VM – Como uma empresa pode integrar de maneira eficiente vendas, marketing e outros departamentos?

JLM – Essa famosa discussão entre marketing e venda é o maior erro que uma empresa pode cometer. Por trás de um bom vendedor, existe uma equipe, uma área de planejamento. O segredo do gestor da empresa é contar para cada área a sua importância com relação ao atendimento de mercado. Se ele não conseguir isso, ele vai ter áreas distantes como é a famosa briga: marketing e vendas, vendas e finanças, cada um quer cuidar da sua área sem pensar que todas essas áreas existem para atender uma única pessoa, que é o cliente. Cada área da empresa tem um papel, que deve ser claramente dito dentro da empresa, para não haver concorrência entre áreas.

VM – Quais são as características de um bom gerente de vendas?

JLM – Em primeiro lugar ele tem de ter muito preparo acadêmico.
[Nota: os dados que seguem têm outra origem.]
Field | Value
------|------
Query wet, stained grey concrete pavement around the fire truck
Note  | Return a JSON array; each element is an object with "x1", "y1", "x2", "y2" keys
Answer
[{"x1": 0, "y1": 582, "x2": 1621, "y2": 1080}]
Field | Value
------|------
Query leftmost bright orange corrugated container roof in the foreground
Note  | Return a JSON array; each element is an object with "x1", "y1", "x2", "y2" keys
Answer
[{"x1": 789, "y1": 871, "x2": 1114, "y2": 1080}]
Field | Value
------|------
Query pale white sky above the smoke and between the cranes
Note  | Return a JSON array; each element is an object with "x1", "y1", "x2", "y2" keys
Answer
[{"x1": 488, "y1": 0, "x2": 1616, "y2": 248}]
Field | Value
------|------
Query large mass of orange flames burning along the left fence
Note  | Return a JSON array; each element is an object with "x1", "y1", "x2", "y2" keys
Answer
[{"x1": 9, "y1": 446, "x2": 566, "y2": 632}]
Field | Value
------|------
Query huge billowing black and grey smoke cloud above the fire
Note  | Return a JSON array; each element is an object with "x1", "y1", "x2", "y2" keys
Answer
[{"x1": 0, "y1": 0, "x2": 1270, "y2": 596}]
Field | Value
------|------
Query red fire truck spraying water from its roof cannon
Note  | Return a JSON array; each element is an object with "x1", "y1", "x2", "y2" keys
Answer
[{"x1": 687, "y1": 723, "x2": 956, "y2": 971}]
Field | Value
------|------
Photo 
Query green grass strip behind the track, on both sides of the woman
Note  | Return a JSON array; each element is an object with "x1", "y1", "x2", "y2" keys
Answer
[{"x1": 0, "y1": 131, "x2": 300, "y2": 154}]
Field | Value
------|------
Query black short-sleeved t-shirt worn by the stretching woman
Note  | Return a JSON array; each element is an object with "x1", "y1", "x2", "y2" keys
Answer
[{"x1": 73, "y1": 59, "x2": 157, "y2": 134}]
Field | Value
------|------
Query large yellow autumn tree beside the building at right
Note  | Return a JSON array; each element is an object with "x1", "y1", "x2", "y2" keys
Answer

Tem de ler, conhecer o mercado em que trabalha, o que move esse mercado e conhecer bem a sua empresa. Um bom gerente de vendas tem de saber analisar e concluir, transformar isso em planos. Tem de ser um bom líder, saber trabalhar com números, com comunicação, entender de logística. De toda área de gestão de uma empresa, a que menos tem evoluído é a de gestão de vendas. Hoje, para se obter resultados melhores, a empresa tem de melhorar seus gestores. Eles precisam crescer e para isso é preciso estudar, se preocupar constantemente com o que há de moderno por aí. Educação continuada é fundamental.

VM – Muitos gerentes premiam sua equipe de vendas apenas pelo volume de negócios, já que outras características como satisfação do cliente, por exemplo, não são tão visíveis. Como medir esses outros resultados que não aparecem em números?

JLM – Perguntando para o cliente, por exemplo. Estabelecer uma metodologia para obter esse resultado. É pesquisando. O cliente é quem deve responder sobre seu grau de satisfação. Isso não é uma ferramenta complicada. Você tem de mostrar para o cliente que responder aquela pergunta vai lhe trazer algum benefício, senão, ele não vai falar sobre isso. É através do cliente que você tem os melhores resultados de satisfação. Eu gostaria de ver uma empresa remunerando seus vendedores pelo índice de satisfação do cliente.

VM – Qual foi o pior e o melhor exemplo de gerência de vendas que o senhor já viu?

JLM – Eu vou dar dois extremos, sem falar especificamente de algum. O pior exemplo é aquele gestor de vendas que se preocupa só com a própria vida. Na obtenção de resultados o benefício é dele e não da equipe. Ele busca seus objetivos a ferro e fogo, tratando mal a equipe e desvalorizando os funcionários. O exemplo ao contrário é o melhor exemplo. Aquele que o gerente quase não aparece na operação. Ele não aparece no mercado, porque é a sua equipe que está aparecendo e ele dá valor a isso. O melhor gestor é o facilitador da tarefa do vendedor.

VM – Quais são as responsabilidades de um gerente de vendas? É possível ele desenvolver uma visão maior de marketing e ao mesmo tempo estar ligado ao cotidiano da empresa?
JLM – É obrigação do gerente de vendas ter uma visão de marketing. Na verdade, a função de marketing está cada vez menos em marketing e mais nas áreas que estão mais próximas do mercado, porque são eles que têm mais informações e mais conteúdo sobre a situação. O gerente de vendas tem de ter uma visão maior de marketing do que no passado. Por isso que eu não vejo as áreas de forma separadas, elas são complementares. Ele precisa ter uma visão de marketing e não uma visão operacional.

VM – Uma dica para o profissional de vendas.

JLM – Prepare-se. Não pode ser simples. É preciso conhecer a empresa, o produto, o mercado. É preciso se preparar e se atualizar sempre.